But Lundstrom explained that the problem with this model is it assumes that a single vendor's ERP or infrastructure system is the end-all, be-all of a corporate computing environment. It also assumes that every company that firm does business with from suppliers to customers, is also using the same system.

It also forces users to accept as law a single vendor's view of corporate computing. With each of the enterprise application vendors trying to grab as much market share and as much of a single corporation's business as possible, this becomes a dangerous prospect and could force a user to go with more than they wanted from that single vendor.

"There is always going to be some other application running or some part of a business that isn't using the same ERP system or a supplier or customer a company wants to link to that isn't on the same system that prevents homogeneity," Lundstrom said. "Ultimately, you have to go to Switzerland if you want neutrality."

Case and point: the megamanufacturer DuPont. The maker of everything from Lycra to Teflon is No. 15 on the Fortune 500 list and has made a decision to centralize its operations on SAP's R/3 business software.
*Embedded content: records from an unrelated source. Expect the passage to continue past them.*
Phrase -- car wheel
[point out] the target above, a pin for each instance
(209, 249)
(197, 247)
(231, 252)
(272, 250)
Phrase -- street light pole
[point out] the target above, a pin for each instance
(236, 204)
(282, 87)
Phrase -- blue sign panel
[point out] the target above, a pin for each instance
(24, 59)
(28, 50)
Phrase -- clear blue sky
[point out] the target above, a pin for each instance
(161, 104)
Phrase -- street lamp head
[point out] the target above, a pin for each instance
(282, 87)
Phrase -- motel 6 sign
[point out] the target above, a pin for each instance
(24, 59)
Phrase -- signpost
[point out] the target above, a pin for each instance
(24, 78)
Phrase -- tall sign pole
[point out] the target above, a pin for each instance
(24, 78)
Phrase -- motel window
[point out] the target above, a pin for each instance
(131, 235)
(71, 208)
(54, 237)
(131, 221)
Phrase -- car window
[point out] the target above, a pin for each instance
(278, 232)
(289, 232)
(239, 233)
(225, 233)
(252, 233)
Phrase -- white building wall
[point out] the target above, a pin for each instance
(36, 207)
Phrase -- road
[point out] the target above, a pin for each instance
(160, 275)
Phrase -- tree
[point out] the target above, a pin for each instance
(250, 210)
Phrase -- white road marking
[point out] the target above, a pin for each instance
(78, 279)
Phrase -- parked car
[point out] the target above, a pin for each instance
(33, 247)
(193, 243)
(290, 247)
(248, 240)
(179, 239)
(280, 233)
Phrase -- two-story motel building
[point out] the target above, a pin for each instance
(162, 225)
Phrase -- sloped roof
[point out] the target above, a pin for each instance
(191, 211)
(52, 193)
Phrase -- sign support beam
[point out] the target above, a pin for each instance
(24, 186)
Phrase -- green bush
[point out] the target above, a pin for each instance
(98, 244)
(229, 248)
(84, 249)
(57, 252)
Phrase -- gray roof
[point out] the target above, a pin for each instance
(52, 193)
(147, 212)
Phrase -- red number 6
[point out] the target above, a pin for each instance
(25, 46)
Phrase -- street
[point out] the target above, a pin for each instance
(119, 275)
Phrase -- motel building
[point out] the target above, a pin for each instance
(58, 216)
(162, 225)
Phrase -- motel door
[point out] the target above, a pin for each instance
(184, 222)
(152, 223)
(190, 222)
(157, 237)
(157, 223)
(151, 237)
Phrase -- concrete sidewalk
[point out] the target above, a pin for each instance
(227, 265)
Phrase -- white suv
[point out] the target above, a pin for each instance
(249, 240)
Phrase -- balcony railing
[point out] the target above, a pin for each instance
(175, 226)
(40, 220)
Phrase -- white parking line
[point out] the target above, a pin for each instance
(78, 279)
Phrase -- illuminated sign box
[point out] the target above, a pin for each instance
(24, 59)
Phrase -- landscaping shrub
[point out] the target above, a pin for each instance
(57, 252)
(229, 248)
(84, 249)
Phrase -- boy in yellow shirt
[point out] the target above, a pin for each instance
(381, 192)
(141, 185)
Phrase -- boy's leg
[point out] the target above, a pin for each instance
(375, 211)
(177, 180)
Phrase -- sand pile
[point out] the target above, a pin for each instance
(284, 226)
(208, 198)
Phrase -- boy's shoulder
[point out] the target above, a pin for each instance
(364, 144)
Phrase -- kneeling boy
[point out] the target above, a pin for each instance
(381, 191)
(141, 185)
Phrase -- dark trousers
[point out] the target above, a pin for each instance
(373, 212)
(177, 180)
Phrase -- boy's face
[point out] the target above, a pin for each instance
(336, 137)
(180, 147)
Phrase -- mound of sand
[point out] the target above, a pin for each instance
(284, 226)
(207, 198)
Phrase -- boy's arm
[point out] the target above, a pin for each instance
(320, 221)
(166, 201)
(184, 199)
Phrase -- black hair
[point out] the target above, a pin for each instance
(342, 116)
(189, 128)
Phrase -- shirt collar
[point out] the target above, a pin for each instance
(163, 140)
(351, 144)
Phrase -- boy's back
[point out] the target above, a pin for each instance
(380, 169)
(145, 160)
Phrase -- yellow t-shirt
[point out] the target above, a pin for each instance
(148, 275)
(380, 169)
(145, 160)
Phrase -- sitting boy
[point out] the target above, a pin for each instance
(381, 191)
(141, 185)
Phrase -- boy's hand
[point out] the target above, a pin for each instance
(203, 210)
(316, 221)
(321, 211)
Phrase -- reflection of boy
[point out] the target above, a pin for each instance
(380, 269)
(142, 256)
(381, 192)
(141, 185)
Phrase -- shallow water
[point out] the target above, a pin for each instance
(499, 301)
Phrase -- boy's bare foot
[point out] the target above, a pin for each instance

But the $50 billion firm still needs to link that system to a plethora of other systems running at Dupont's 300 sites and 160 plants worldwide.

"Every time the market changes, we go through an organizational realignment in Dupont to reflect those changes," said Paul Pinson, information architect at Dupont. "Dupont has at least one of everything running somewhere and two or three of most."

While SAP has an extensive catalogue of published APIs, it wasn't enough to meet the needs of a megacorporation like Dupont, said Pinson, who now works for Andersen Consulting as part of an IT outsourcing deal Dupont recently made. Dupont decided to use IBM's MQ Series messaging system and Frontec's AMTrix messaging broker software to link its highly disparate systems.

"The SAP integration drives most of what we do. We will have 500 to 700 interfaces operating in this environment this time next year," Pinson said. "In our ongoing effort to link all these systems, we needed a neutral system and tools."

And it's business like this that is sure to drive up the profits of the 200 or so integration vendors on the market today, many of them less than two or three years old. Lundstrom added that more are likely to pop up in the coming years and it won't be another two years until consolidation starts taking place.